The adjusted coefficient of determination tells how great an additional variable predicts the dependent variable. This statistic (adjusted coefficient of determination for degree of freedom) and the coefficient of determination tells on the proportion of variation in the dependent variable is explained by the independent variables. The larger the values of these two statistics the better the model (the better the model fits the data).

  1. Test the overall utility of the model. What does the test result tell you?

As can be seen from the ANOVA table, the overall model is statistically significant at 5% level of significance [F(2, 399) = 72.366, p = 0.000].

The coefficient of father’s height (x1) is 0.4849; this means that a unit increase in the father’s height would result to an increase in the height of the son by 0.4849.

The coefficient of mother’s height (x2) is -0.0229; this means that a unit increase in the mother’s height would result to a decrease in the height of the son by 0.0229.

The intercept coefficient is given as 93.8993; this implies that holding all the other factors constant (zero values for the father’s height as well as the mother’s height) we would expect the height of the son to be 98.8993.

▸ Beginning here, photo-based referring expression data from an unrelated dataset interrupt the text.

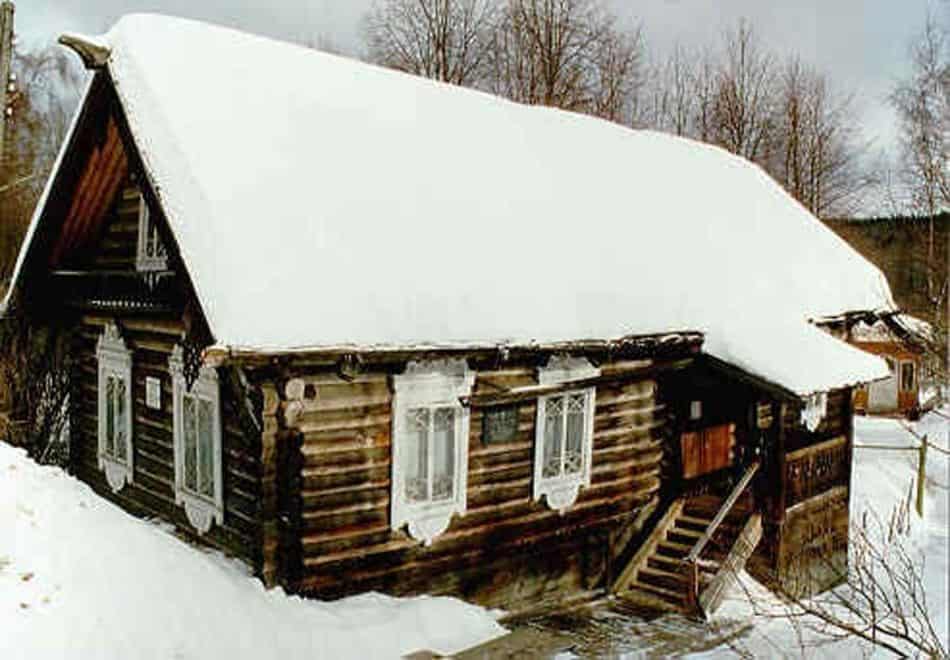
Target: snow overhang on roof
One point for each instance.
(319, 201)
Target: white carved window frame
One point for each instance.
(561, 492)
(201, 510)
(114, 360)
(150, 255)
(437, 384)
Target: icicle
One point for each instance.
(816, 406)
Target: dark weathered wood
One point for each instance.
(724, 511)
(726, 577)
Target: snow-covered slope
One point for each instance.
(319, 201)
(80, 578)
(882, 478)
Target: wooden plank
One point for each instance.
(723, 511)
(727, 575)
(629, 573)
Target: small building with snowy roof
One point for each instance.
(903, 341)
(368, 331)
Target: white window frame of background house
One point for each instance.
(560, 490)
(115, 456)
(151, 254)
(913, 376)
(202, 508)
(428, 392)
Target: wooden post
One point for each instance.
(921, 476)
(6, 56)
(270, 537)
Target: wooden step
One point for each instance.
(643, 600)
(666, 563)
(673, 597)
(673, 549)
(661, 578)
(684, 536)
(693, 521)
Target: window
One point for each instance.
(430, 446)
(197, 434)
(114, 408)
(907, 377)
(564, 433)
(151, 252)
(499, 425)
(695, 410)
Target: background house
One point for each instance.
(323, 349)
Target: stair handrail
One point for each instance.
(724, 510)
(692, 559)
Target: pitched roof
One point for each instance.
(319, 201)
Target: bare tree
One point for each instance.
(569, 54)
(818, 148)
(922, 102)
(46, 92)
(745, 96)
(671, 100)
(881, 600)
(446, 40)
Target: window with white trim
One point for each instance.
(197, 436)
(430, 446)
(114, 408)
(908, 376)
(151, 253)
(564, 433)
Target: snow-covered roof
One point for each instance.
(895, 328)
(320, 202)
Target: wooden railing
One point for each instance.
(693, 562)
(116, 290)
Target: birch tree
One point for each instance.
(922, 101)
(570, 54)
(446, 40)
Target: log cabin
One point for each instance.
(364, 331)
(903, 341)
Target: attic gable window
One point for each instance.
(564, 433)
(151, 254)
(430, 446)
(114, 408)
(197, 440)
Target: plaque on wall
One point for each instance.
(499, 425)
(153, 393)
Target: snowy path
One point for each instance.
(880, 480)
(80, 578)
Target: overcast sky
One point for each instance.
(862, 44)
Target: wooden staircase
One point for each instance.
(691, 559)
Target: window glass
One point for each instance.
(205, 448)
(907, 376)
(190, 429)
(121, 419)
(443, 452)
(110, 415)
(553, 432)
(416, 457)
(500, 425)
(574, 441)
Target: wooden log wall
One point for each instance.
(152, 490)
(117, 247)
(804, 548)
(507, 549)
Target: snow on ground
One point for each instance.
(80, 578)
(881, 479)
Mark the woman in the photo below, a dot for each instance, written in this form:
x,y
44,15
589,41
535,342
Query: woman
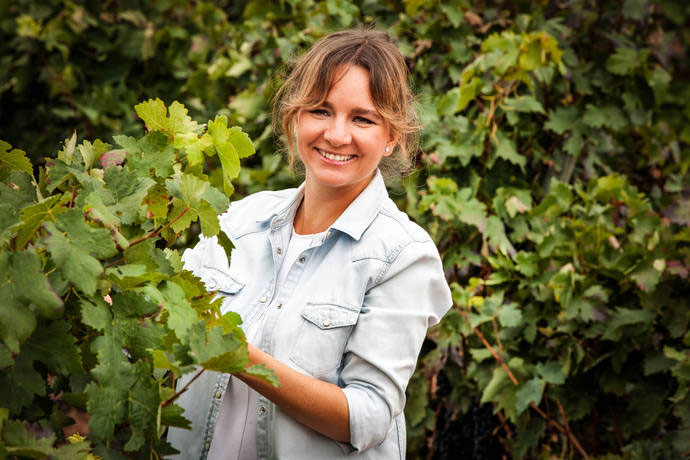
x,y
335,286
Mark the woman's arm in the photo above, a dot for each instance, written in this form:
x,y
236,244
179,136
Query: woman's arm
x,y
320,405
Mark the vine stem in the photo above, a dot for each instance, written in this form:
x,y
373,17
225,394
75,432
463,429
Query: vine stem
x,y
543,414
157,232
172,399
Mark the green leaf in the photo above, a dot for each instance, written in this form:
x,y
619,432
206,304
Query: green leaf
x,y
562,119
90,153
499,380
509,315
506,149
20,443
31,285
95,313
20,383
74,262
551,373
609,116
626,317
33,217
528,392
55,346
216,350
181,315
625,60
496,236
13,160
96,241
262,372
525,104
154,113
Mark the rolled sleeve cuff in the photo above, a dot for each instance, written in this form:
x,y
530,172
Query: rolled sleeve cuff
x,y
370,419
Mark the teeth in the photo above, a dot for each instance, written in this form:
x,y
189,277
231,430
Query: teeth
x,y
334,157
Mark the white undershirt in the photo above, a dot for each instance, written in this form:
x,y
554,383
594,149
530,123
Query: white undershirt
x,y
234,437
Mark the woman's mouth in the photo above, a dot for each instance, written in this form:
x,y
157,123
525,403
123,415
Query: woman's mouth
x,y
333,156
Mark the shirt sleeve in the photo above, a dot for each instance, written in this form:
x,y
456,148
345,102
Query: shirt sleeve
x,y
381,354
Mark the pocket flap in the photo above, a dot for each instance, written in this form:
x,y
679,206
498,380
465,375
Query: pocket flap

  1. Do these data allow the statistic practitioner to infer that the heights of the sons and the fathers are linearly related?

Yes the data allow the statistic practitioner to infer that the heights of the sons and the fathers are linearly related. This is based on the fact that the father’s height (x1) was found to be significant in the model (p = 0.0000).

  1. Do these data allow the statistic practitioner to infer that the heights of the sons and the mothers are linearly related?

No the data does not allow the statistic practitioner to infer that the heights of the sons and the mothers are linearly related. This is based on the fact that the mother’s height (x2) was found to be insignificant in the model (p = 0.5615).